Influenza virus sequencing has shown that even penguins can catch the flu.

Influenza virus sequencing has shown that even penguins can catch the flu. 

© Simon Bottomley/DigitalVision/Getty

What Chen is doing for bacteria, Sebastian Maurer-Stroh at the BII is doing for viruses. In the midst of the swine flu pandemic in 2009, he developed FluSurver, a public online tool for analyzing sequences of the influenza virus to identify mutations and determine how those changes affect the structure of the virus.

The World Health Organization’s national influenza centers based in 113 countries use FluSurver for their surveillance, connected to the virus database of the Global Initiative for Sharing All Influenza Data (GISAID), which amounts to up to 20,000 sequences of influenza analyzed every year. The tool has been used to spot where and when new mutations emerge in distant reaches of the world, including antiviral resistant swine flu variants in Singapore and Australia, as well as highly pathogenic strains of the avian influenza virus in Mexican chicken farms and in live poultry markets in eastern China. In 2014, a large collaborative team including Maurer-Stroh confirmed for the first time that even penguins catch the flu, and that their flu type is not dangerous to humans.

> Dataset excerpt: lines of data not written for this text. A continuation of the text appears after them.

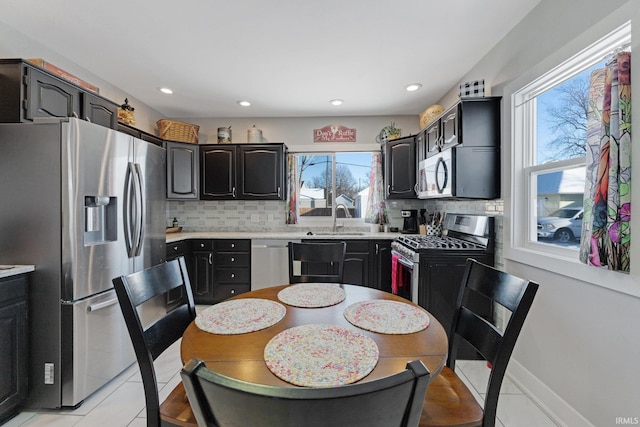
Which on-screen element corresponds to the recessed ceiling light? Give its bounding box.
[405,83,422,92]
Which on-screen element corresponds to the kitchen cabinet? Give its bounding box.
[199,143,286,200]
[384,136,417,199]
[303,239,391,292]
[424,97,501,158]
[191,239,251,304]
[199,145,238,200]
[165,141,200,200]
[371,240,391,292]
[0,59,118,129]
[237,144,286,200]
[0,274,29,424]
[165,240,193,311]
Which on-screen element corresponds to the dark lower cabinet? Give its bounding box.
[191,239,251,304]
[304,239,391,292]
[0,274,29,424]
[166,240,193,311]
[371,240,391,292]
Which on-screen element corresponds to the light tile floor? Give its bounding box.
[3,334,560,427]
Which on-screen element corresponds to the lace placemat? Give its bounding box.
[196,298,287,335]
[264,325,379,387]
[344,300,429,334]
[278,283,346,308]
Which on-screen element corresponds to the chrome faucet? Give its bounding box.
[333,203,351,233]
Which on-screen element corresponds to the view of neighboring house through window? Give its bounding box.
[297,152,371,224]
[514,21,630,251]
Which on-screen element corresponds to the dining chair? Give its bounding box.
[181,359,429,427]
[420,258,538,427]
[289,242,347,283]
[113,256,197,427]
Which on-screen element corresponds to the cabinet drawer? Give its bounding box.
[193,239,215,251]
[215,285,251,301]
[216,252,250,267]
[216,268,250,285]
[216,240,251,252]
[0,275,28,304]
[167,241,188,259]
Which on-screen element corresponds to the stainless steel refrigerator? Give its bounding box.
[0,118,166,408]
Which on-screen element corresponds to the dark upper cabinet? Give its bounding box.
[0,59,118,129]
[165,141,200,200]
[200,145,238,200]
[420,97,501,160]
[200,144,286,200]
[24,67,81,120]
[238,144,286,200]
[384,136,417,199]
[82,92,118,129]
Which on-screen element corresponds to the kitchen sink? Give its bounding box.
[309,231,365,236]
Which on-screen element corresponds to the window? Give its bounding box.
[297,152,371,225]
[511,24,631,261]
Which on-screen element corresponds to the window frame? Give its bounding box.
[503,21,640,296]
[291,150,375,228]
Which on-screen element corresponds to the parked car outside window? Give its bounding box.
[538,207,584,243]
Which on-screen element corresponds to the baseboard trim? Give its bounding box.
[507,359,595,427]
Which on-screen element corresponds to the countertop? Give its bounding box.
[0,265,36,279]
[167,230,402,243]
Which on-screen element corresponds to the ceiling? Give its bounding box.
[0,0,540,118]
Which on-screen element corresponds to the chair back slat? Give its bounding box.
[113,257,196,427]
[182,359,429,427]
[289,242,347,283]
[447,258,538,427]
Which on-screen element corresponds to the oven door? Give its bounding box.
[418,150,455,199]
[391,249,420,304]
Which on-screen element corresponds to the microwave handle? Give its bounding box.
[435,157,449,194]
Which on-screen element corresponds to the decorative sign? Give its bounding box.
[313,125,356,142]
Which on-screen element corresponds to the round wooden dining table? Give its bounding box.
[180,285,447,387]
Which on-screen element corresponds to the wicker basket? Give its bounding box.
[156,119,200,144]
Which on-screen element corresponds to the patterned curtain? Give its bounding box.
[286,154,298,224]
[364,153,389,224]
[580,52,631,272]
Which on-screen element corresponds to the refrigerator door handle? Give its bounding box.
[133,163,146,256]
[122,163,135,258]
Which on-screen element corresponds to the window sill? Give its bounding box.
[504,247,640,297]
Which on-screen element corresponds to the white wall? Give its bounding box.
[439,0,640,426]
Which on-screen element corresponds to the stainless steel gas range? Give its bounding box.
[391,213,495,359]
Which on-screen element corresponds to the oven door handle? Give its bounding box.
[391,251,414,270]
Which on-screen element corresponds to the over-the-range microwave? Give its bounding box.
[418,146,500,200]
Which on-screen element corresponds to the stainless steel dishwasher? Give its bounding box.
[251,239,300,291]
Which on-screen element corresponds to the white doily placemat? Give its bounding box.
[264,325,379,387]
[344,300,429,334]
[196,298,287,335]
[278,283,346,308]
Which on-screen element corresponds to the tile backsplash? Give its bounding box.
[167,199,504,268]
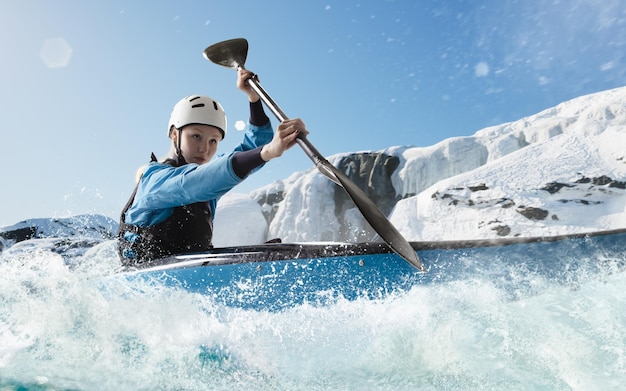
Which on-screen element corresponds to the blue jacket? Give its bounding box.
[126,122,274,227]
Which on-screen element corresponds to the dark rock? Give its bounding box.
[0,227,37,242]
[539,182,574,194]
[469,183,489,191]
[491,225,511,236]
[516,206,549,221]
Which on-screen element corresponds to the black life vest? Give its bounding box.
[117,155,213,265]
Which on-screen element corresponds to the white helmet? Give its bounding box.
[167,95,226,138]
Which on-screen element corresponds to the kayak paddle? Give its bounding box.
[204,38,426,271]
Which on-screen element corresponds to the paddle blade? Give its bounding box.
[326,163,426,272]
[204,38,248,70]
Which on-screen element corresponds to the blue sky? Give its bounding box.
[0,0,626,227]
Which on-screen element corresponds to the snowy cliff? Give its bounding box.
[0,87,626,251]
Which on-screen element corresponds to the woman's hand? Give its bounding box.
[237,69,260,102]
[261,118,309,162]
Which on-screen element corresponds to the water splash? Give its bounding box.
[0,245,626,390]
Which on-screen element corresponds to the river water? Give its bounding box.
[0,246,626,391]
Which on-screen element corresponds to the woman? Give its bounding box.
[118,70,308,265]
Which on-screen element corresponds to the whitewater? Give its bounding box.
[0,243,626,390]
[0,88,626,390]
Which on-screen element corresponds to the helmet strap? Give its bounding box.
[174,128,187,166]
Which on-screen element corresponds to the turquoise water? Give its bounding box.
[0,243,626,390]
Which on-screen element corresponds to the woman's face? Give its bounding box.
[172,124,222,164]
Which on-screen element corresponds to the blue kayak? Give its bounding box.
[116,229,626,311]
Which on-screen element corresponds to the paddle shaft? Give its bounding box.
[239,69,343,187]
[238,64,426,271]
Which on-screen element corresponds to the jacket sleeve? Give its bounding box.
[126,154,242,227]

Beyond FluSurver, the BII has applied genomic analysis tools to outbreaks of norovirus, adenovirus, dengue, hepatitis C, and even the Zika virus in Singapore. In 2016 for example, the BII team, together with the National Public Health Laboratory of the Ministry of Health, rapidly characterized the local Zika strain linked to a large cluster of cases in Singapore. Under c-BIG, Maurer-Stroh also plans to work with colleagues at the I2R to map the genetic diversity of dengue against the movement of commuters through the public transport system.

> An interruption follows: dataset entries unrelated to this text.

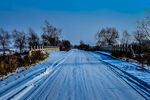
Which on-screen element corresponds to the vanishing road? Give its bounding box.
[0,50,144,100]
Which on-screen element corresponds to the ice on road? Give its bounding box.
[0,50,144,100]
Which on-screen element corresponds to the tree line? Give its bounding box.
[95,12,150,46]
[0,20,71,54]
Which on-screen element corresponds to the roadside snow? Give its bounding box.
[96,51,111,55]
[93,53,150,85]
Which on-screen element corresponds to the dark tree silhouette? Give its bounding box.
[96,27,119,46]
[42,21,61,46]
[28,28,39,49]
[13,29,27,53]
[121,30,131,44]
[0,28,10,54]
[61,40,71,50]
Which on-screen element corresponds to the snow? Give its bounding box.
[93,53,150,98]
[0,49,148,100]
[96,51,111,55]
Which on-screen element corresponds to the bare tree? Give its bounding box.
[133,30,147,45]
[121,30,131,44]
[96,27,119,46]
[137,12,150,40]
[0,28,10,54]
[42,21,61,46]
[28,28,39,49]
[13,29,27,53]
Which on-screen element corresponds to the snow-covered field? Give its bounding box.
[94,53,150,98]
[0,50,149,100]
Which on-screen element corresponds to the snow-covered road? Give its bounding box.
[0,50,145,100]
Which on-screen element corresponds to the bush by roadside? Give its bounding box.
[0,50,48,76]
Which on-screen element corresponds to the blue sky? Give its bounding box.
[0,0,150,45]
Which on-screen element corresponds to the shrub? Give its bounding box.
[0,50,48,75]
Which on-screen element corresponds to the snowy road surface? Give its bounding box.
[0,50,144,100]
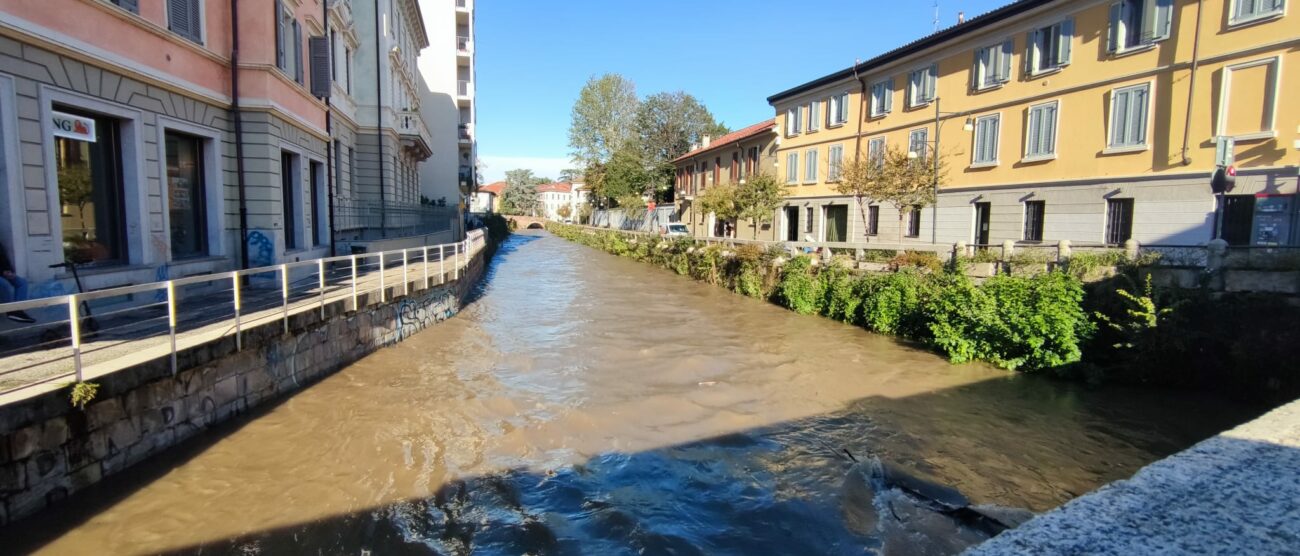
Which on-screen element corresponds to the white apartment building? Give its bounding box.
[417,0,478,207]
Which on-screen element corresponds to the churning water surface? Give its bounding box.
[0,233,1251,555]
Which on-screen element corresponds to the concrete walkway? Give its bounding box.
[0,244,482,405]
[967,400,1300,556]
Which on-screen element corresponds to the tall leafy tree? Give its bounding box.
[738,173,785,239]
[501,169,546,214]
[636,91,729,192]
[569,73,638,168]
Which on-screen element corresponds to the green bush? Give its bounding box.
[776,255,823,314]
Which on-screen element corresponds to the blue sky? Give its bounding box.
[475,0,1010,182]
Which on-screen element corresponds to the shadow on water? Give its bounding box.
[0,377,1263,555]
[0,228,1279,555]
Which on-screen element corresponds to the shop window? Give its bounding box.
[55,108,127,264]
[165,131,208,259]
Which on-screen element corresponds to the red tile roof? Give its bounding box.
[537,182,573,194]
[673,118,776,162]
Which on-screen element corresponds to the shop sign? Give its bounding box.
[51,112,95,143]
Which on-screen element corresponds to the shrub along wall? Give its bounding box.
[547,223,1300,403]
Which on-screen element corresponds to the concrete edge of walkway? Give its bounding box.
[966,400,1300,555]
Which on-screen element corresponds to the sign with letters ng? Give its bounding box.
[49,112,95,143]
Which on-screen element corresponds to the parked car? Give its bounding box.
[659,222,690,236]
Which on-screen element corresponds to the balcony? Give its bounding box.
[398,112,433,160]
[456,79,475,105]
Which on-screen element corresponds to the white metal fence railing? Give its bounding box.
[0,230,486,395]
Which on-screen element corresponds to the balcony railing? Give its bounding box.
[334,200,456,238]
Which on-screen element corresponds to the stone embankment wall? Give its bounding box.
[0,241,493,526]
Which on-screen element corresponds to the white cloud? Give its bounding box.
[480,155,572,183]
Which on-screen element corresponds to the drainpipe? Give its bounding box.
[1183,0,1205,166]
[327,1,338,257]
[230,0,248,269]
[374,0,389,239]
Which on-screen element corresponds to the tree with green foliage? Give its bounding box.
[736,171,785,239]
[862,145,945,244]
[569,73,640,168]
[835,157,885,236]
[636,91,729,196]
[501,169,549,216]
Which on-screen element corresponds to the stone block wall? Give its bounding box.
[0,242,491,526]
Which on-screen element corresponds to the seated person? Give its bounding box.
[0,246,36,323]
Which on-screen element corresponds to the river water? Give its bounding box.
[0,233,1252,555]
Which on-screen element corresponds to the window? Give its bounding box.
[112,0,140,13]
[280,151,300,251]
[971,114,1002,166]
[1231,0,1287,23]
[826,144,844,182]
[166,0,203,44]
[867,138,885,166]
[1024,18,1074,75]
[803,148,816,183]
[871,79,893,118]
[907,64,939,108]
[1024,201,1048,242]
[1106,0,1174,52]
[164,131,208,259]
[785,107,803,136]
[907,207,920,238]
[1106,199,1134,246]
[55,108,127,264]
[1214,57,1282,140]
[1024,101,1060,160]
[1109,83,1151,148]
[826,92,849,127]
[971,39,1015,91]
[907,127,930,160]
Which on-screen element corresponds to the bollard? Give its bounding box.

Eventually, c-BIG expects to take such analyses into our everyday lives. “In the future, genomics will be just as ubiquitous as computing — everyone will have sequencers in their hands, their homes and various devices, essentially serving as sensors for life,” says Nagarajan. “We need to develop algorithms and robust systems that can aggregate data, make inferences and provide useful information about our environment in real-time.”